Artificial intelligence has already revolutionized many fields by enabling the exploitation of data to predict complex phenomena.
In 2022, Statista valued the global artificial intelligence market at $327.5 billion USD (Artificial Intelligence – Facts and Figures), within a context of continuous growth.
While some applications of artificial intelligence are already well-known, there are others that are less recognized but have significant development potential. This is the case in the field of music. Sound is a unique type of data that doesn't have the classic tabular structure; it's a waveform. Using sounds as input data for a machine learning model requires processing and measurements on the waveform, which have advanced considerably in recent years, particularly thanks to the Python library Librosa.

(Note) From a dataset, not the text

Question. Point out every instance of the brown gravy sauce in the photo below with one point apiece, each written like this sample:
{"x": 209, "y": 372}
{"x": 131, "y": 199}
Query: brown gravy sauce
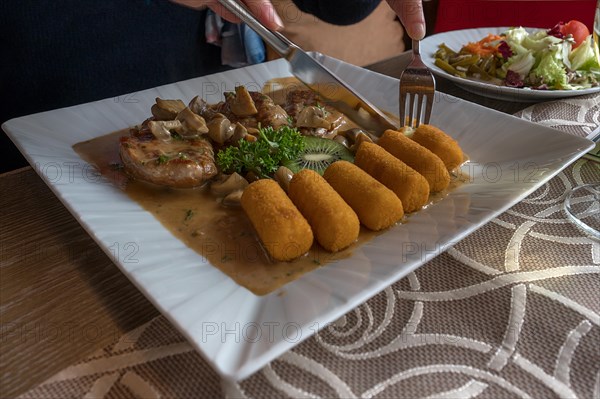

The field of music benefits from numerous opportunities thanks to artificial intelligence, with possibilities for automatic classification of styles or automatic generation of music from examples. Generating music with artificial intelligence poses the challenge of accounting for temporal events. Classic machine learning models such as feedforward neural networks are not well-suited for this. As illustrated in the diagram below, such a model designed to generate a note following an existing melody would make the same prediction if given either Do-Re-Mi-Fa-Sol or Sol-Fa-Mi-Re-Do, because the notes are the same and this model doesn't consider the order in which they appear. However, for a musician, these are obviously two different melodies, and the possibilities that come to mind for continuing them are, of course, not the same.
Diagram of a 'classic' neural network
For artificial intelligence to adapt to this situation and consider things as a musician would, the sequence of notes must be treated as a time series. This immediately rules out most classic machine learning models and necessitates more sophisticated models, such as recurrent neural networks (RNNs) or Long Short Term Memory (LSTM) networks. These models have the capacity for both short-term and long-term memory, enabling them to account for the order of notes in a long melody when predicting the next note (recurrent neural network). Here is an example of how a recurrent network operates: it receives a melody as input, with each note on a neuron in the input layer. Unlike the classic network, it considers the order in which the notes appear, allowing it to process the melody in a manner akin to a musician.
Diagram of a « recurrent neural network »
Such a model imposes more complexity for the data scientist but is theoretically capable of finishing a piece from its beginning or generating music in the style of examples it has learned from. For instance, it would be possible to train a model with all of Mozart's piano sonatas and use it to generate piano music in Mozart's style. A perfectly trained model might give the impression of having done 'as well as' Mozart himself to the ear, but the artistic value of such an approach should be viewed with caution, as this model would only be an imitator of Mozart, since it learned from the music written by the composer. It would be very risky to equate a genius with an imitator of that genius. To claim that an artificial intelligence has truly done 'as well as' Mozart, it would need to generate music of the same quality and innovation as the composer without having used any of Mozart's music for training. The model would need to have learned only from music strictly prior to 1756 (Mozart was born on January 27, 1756, and began music almost immediately!). It must be acknowledged that current machine learning techniques do not offer this capability. However, if 'all thought is the result of calculation,' there must be a way to mathematically reconstruct the thought process of a genius when creating something completely new.